Google Groups no longer supports new Usenet posts or subscriptions. Historical content remains viewable.
Dismiss

function call optimization question

8 views
Skip to first unread message

Szabolcs Nagy

unread,
Sep 12, 2007, 6:01:26 AM9/12/07
to
in the code below i thought the function call in g() could be easily
optimized out so that g() becomes the same as h() (which becomes
{return 0;})

executing 'gcc -O3 -S' i found that gcc does not do this

now i'm wondering: is there something in the standard (eg c99) that
prevents this optimization (theoretically)


#include <stdio.h>
#include <stdlib.h>

static inline int c(int a, int b) {
return a == b;
}

static int f(int a, int b, int(*c)(int, int)) {
return c(a, b) - c(b, a);
}

int g(int a, int b) {
return f(a, b, c);
}

int h(int a, int b) {
return c(a, b) - c(b, a);
}


int main(int argc, char *argv[]) {
int a, b;

if (argc < 3)
return printf("usage: %s a b\n", argv[0]);
a = atoi(argv[1]);
b = atoi(argv[2]);
printf("f: %d\n", f(a, b, c));
printf("g: %d\n", g(a, b));
printf("h: %d\n", h(a, b));
return 0;
}

Army1987

unread,
Sep 12, 2007, 6:43:00 AM9/12/07
to
On Wed, 12 Sep 2007 03:01:26 -0700, Szabolcs Nagy wrote:

> in the code below i thought the function call in g() could be easily
> optimized out so that g() becomes the same as h() (which becomes
> {return 0;})
>
> executing 'gcc -O3 -S' i found that gcc does not do this
>
> now i'm wondering: is there something in the standard (eg c99) that
> prevents this optimization (theoretically)
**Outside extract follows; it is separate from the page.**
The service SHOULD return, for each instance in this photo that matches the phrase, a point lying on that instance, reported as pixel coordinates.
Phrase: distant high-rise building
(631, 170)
The standard only requires that files and volatile objects are
written/read in the right order. But I won't expect a program to
compute the 100008th prime number to generate the same machine
code as
#include <stdio.h>
#include <stdlib.h>
int main(void)
{
return (fwrite("1299827\n", 1, 8, stdout) < 8) * EXIT_FAILURE;
}

IOW, while you shouldn't do micro-optimizations yourself, you
shouldn't write silly code hoping that the compiler will make it
decent.
--
Army1987 (Replace "NOSPAM" with "email")
If you're sending e-mail from a Windows machine, turn off Microsoft's
stupid “Smart Quotes” feature. This is so you'll avoid sprinkling garbage
characters through your mail. -- Eric S. Raymond and Rick Moen

Michal Nazarewicz

unread,
Sep 12, 2007, 7:37:44 AM9/12/07
to
Szabolcs Nagy <nsza...@gmail.com> writes:

> in the code below i thought the function call in g() could be easily
> optimized out so that g() becomes the same as h() (which becomes
> {return 0;})
>
> executing 'gcc -O3 -S' i found that gcc does not do this

Well... You can go complain to GCC developers if you like. ;)

> now i'm wondering: is there something in the standard (eg c99) that
> prevents this optimization (theoretically)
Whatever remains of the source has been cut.